How to passage bacteria ? - (Aug/22/2015 )

Hi, I want to perform a plasmid stability test for a recombinant bacteria and hence have to passage the bacteria (for 30 generations).

 

For each generation, I will count the cfu on the antibiotic selective agar plate and compare with normal agar plate.

 

My question is, how do I passage bacteria in this case?

 

1. Pick a single colony from previous passage, grow in 5ml broth overnight, and take 100 ul to plate the bacteria.

 

2. Pick a single colony from previous passage, resuspend in 100 ul broth and plate the bacteria.

 

Which is better? 

 

Normally how do you do it?

 

I am not sure what you mean with the second example.

Pick a single colony , resuspend in broth and then what? Plate right after ? Whats the point then?

Or you mean you will grow it in the broth first?

Pito,

 

Second example I plate it right away and let it grow for another 48 hours, and do the same for next passage.

 

Isn't it more appropriate? For the first example if I picked a colony and grow on broth first,isn't it considered another passage.

 

I want to passage bacteria from plate to plate.

picking a single "colony" and "diluting" it in broth is not really a good idea, I mean: its just 1 colony, not really a lot of cells to spread out....

 

Why do you not just restreak it every X days? From plate to plate? Its pretty much the same as your "broth" example.

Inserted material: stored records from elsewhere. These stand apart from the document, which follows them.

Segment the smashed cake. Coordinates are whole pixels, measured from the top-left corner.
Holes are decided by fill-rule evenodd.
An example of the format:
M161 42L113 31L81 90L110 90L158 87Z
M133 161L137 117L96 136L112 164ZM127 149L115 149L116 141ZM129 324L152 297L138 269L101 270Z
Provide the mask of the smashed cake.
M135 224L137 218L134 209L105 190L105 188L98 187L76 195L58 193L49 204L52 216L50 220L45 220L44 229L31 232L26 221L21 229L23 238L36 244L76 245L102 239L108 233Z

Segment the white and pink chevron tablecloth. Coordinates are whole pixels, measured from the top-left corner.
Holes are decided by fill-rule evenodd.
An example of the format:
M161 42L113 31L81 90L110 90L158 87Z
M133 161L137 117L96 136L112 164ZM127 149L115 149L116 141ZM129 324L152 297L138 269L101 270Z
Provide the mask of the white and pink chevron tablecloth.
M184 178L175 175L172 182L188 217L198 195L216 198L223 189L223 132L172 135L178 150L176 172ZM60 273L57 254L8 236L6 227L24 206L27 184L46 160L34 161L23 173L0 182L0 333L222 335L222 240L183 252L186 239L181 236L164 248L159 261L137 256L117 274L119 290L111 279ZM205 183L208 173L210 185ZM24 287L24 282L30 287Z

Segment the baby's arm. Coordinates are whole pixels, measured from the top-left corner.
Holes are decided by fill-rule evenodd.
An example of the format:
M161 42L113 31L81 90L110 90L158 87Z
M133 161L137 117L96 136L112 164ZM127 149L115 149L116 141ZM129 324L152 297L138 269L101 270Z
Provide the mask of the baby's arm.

A typical colony, grown from a  single cell, is probably near 30 generations, probably more like 25. So, streaking out for single colonies once will do what you require.

I think he means with 30 generations literally 30 passages as in "30 times on a plate"

 

phage434 on Sun Aug 23 15:21:14 2015 said:

A typical colony, grown from a  single cell, is probably near 30 generations, probably more like 25. So, streaking out for single colonies once will do what you require.

 

Well, that's (in my opinion) a very peculiar definition of a "generation."

phage434 on Sun Aug 23 19:53:45 2015 said:

Well, that's (in my opinion) a very peculiar definition of a "generation."

well... if its just about 1 time plating them out and thats it.. seems weird to as an experiment.

 

I think he just wants to keep plating them over a certain time period and see what the effect is...

(there is a famous experiment on this, where a professor is just replating E.coli over and over , every day.. for years to check for mutations. I can not remember the name at the moment...  I think he is trying to do something like that).

Sorry for the incorrect use of the word "generation".

 

Yes, I am trying to grow it for 30 passages. 

 

I do not have microbiology background and I am confused in how to plate the bacteria from previous passage to next.

 

If I do not first resuspend the single colony in liquid form, will I be able to plate/spread it? I want to do a cfu counting for each passage.

Meg P. Anula on Mon Aug 24 03:27:39 2015 said:

Sorry for the incorrect use of the word "generation".

 

Yes, I am trying to grow it for 30 passages. 

 

I do not have microbiology background and I am confused in how to plate the bacteria from previous passage to next.

 

If I do not first resuspend the single colony in liquid form, will I be able to plate/spread it? I want to do a cfu counting for each passage.

If you want to do a CFU then you can not just restreak it.

 

you will have to dilute it in liquid. But just taking 1 colony and diluting that in some H2O ... to me it seems a bit weird

 

I think you will have to introduce a growth stage in between in liquid. So growth in liquid, spin down, plate and count CFUs.. but it seems a bit odd to do this as an experiment.